When you refinance, you take out a new loan to pay off the remaining balance of your old one (and possibly end up with extra money). This allows you to change your interest rate and terms. Refinancing is an option offered for many types of loans, especially mortgages.
Consolidation is a form of refinancing, but its purpose is to pay off more than one debt balance with a new loan. In other words, it's trading multiple monthly payments for one. This can be a good choice for tackling credit card and other loan debts.
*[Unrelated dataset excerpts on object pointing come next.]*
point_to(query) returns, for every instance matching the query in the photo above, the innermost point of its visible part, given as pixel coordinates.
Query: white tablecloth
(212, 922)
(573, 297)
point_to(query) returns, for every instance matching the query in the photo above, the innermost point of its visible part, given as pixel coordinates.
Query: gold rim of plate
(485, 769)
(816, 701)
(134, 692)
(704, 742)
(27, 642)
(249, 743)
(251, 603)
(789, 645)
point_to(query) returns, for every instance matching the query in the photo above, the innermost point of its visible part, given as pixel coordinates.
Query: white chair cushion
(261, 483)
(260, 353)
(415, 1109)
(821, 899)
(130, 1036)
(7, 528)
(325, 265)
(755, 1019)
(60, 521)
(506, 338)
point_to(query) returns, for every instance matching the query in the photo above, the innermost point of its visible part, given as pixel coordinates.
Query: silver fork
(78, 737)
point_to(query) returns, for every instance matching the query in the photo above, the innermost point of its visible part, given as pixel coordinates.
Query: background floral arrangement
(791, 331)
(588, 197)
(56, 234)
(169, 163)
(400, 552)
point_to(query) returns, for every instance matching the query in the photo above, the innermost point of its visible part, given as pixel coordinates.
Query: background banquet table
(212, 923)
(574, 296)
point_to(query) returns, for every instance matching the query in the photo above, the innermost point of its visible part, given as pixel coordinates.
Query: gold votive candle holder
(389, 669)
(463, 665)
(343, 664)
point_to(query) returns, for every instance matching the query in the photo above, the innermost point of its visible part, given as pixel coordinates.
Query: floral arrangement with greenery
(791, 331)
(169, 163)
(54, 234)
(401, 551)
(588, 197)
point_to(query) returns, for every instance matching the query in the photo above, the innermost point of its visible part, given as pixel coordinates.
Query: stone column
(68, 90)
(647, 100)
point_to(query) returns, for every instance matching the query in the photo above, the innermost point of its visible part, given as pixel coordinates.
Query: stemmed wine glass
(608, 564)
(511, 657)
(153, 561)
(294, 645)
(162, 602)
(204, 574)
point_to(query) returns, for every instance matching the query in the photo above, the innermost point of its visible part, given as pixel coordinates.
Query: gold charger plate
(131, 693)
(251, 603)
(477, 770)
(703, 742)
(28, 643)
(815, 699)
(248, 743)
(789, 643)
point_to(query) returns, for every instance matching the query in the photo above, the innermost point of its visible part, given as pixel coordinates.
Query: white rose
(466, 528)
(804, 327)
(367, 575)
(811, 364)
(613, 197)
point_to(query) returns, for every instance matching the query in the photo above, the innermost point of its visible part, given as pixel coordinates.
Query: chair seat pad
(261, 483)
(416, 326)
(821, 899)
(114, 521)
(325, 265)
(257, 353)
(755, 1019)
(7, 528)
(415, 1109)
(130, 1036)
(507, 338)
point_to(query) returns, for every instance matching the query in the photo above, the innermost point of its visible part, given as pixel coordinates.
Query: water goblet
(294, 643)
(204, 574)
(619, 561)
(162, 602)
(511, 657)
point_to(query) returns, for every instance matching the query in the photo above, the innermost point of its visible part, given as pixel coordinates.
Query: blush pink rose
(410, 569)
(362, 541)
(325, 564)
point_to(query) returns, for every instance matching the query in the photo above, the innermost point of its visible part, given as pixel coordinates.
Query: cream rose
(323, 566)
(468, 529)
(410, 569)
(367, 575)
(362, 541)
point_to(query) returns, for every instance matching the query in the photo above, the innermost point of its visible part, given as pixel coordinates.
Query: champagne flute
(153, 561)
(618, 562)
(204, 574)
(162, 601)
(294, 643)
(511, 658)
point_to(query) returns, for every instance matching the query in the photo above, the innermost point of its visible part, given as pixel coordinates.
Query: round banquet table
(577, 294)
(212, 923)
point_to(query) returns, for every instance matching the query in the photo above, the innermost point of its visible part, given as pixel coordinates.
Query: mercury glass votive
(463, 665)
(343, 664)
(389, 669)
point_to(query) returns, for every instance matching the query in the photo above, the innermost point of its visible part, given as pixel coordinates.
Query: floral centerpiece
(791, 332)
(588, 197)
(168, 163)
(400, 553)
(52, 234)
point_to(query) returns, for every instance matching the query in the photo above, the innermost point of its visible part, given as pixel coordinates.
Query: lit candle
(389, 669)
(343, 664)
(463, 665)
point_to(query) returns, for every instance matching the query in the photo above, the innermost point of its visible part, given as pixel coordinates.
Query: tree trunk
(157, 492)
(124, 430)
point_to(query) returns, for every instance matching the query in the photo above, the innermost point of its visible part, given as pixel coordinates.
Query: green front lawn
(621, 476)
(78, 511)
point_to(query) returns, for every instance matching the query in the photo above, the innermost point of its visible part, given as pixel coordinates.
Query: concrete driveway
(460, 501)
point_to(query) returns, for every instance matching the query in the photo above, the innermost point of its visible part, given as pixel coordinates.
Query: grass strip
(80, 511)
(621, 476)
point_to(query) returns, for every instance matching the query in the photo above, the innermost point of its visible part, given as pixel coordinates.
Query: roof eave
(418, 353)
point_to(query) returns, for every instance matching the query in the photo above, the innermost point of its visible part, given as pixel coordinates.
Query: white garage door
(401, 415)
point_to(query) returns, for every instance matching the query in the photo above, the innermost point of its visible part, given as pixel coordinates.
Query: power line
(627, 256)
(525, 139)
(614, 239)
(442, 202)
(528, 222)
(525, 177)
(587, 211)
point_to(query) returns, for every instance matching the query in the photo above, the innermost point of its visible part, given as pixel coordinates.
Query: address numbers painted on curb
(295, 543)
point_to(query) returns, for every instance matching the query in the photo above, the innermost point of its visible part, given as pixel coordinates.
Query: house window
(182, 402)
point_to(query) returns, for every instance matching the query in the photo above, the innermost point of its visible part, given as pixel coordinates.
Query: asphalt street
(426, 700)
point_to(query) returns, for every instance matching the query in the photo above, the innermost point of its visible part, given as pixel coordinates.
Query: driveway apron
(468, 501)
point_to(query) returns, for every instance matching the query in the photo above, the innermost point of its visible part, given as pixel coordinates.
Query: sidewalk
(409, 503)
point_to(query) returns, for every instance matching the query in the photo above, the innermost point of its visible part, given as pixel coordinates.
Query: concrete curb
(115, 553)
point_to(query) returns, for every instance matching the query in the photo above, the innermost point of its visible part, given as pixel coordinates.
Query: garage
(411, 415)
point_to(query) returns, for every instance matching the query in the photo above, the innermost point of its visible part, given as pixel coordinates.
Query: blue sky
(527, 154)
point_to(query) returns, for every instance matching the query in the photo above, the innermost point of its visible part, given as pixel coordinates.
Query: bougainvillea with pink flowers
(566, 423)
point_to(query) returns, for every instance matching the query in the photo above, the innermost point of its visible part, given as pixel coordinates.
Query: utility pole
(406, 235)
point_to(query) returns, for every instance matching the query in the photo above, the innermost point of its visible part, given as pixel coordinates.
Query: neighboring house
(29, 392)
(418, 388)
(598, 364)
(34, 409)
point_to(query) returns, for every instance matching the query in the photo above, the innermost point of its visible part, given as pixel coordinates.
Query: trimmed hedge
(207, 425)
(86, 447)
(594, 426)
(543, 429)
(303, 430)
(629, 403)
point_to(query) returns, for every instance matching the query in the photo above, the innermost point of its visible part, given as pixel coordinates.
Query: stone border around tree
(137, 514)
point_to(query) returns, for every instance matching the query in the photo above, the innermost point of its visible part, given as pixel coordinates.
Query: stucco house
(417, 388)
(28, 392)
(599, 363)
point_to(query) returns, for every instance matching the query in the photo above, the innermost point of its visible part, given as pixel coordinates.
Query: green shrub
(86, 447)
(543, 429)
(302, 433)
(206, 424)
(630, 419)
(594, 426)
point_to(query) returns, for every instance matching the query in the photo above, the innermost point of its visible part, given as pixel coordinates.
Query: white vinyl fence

When to consider refinancing or consolidating:
• Your credit score is good enough to improve your approval odds and secure a lower interest rate
• You can replace a variable interest rate with a fixed rate and get lower payments
• You want to pay off debt faster and free up more money
• You're able to make payments on a new loan
Research before deciding
Before refinancing or consolidating, you have to do some research on the lenders that offer these choices. It's also important to look into the terms for your new loan and compare it to your current loan(s). Even if you get a lower interest rate, you may have an extended loan term, have to pay an origination fee on your new loan or be hit with a prepayment penalty for paying off your previous loan early. Remember, a longer term could provide short-term financial relief, but you may be paying more on the loan overall. If your debt is significant, then you may need to look into debt resolution or other methods. But if you can pay your current loan off in a short time, such as six months to a year, it may not be worth it to refinance or consolidate.